Melkersman voiced a similar concern and pointed out the dynamic that many teachers face. Often, he remarked, teachers mistake lack of interest with laziness on the part of both parents and students. Such is not the case.
"If they send a note home with a student and that note doesn't get returned – the teachers much of the time assume that certain parents may not care – and that's not necessarily the truth," said Melkersman.
Ficken and Melkersman each stated that education in any form, more often than not, is negligible in the eyes of many struggling families when basic needs are not met.
"Classroom learning, realistically, is not going to be a number-one concern for children or their parents when their biggest worries center around not going hungry. What's the first thing anyone worries about, in terms of life? Getting food in their body," said Ficken.

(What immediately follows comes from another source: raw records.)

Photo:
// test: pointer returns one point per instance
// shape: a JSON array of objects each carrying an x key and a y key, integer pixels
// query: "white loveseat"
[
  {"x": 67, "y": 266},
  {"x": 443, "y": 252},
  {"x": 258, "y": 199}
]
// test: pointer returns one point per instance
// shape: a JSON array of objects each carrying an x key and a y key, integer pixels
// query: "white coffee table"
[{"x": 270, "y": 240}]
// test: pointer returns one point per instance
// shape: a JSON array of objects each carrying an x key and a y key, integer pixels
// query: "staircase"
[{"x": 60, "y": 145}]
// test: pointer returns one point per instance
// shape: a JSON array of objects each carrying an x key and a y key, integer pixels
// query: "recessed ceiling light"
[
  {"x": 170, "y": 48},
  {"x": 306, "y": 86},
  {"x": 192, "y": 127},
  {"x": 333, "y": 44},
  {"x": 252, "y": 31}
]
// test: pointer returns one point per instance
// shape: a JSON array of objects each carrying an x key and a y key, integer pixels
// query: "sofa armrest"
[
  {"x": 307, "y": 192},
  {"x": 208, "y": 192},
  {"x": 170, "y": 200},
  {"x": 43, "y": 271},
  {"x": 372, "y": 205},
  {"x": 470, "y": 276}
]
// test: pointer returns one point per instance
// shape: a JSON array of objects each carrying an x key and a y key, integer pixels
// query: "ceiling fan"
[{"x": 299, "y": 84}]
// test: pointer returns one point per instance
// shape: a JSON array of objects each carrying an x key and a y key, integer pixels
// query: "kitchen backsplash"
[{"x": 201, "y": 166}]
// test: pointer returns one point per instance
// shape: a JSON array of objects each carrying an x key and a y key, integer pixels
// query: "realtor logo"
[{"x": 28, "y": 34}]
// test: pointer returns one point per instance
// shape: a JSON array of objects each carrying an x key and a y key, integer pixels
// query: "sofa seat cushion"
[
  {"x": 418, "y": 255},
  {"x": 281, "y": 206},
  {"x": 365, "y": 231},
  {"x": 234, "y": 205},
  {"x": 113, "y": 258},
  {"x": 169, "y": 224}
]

Ultimately, the work CMCA is responsible for and currently involved in seeks to help those in poverty break out of their respective cycles and achieve self-reliance. Other Missouri groups benefiting from poverty simulations include: Jefferson City Public Schools, Columbia Public Schools, Fayette Public Schools, Moniteau R-1 Public Schools, the University of Missouri, Linn State Technical University, Westminster University, the Missouri Department of Corrections, William Woods University, Central Methodist University, Columbia College, Columbia Chamber of Commerce, Child Advocates, law enforcement officers, family support case managers and high school students.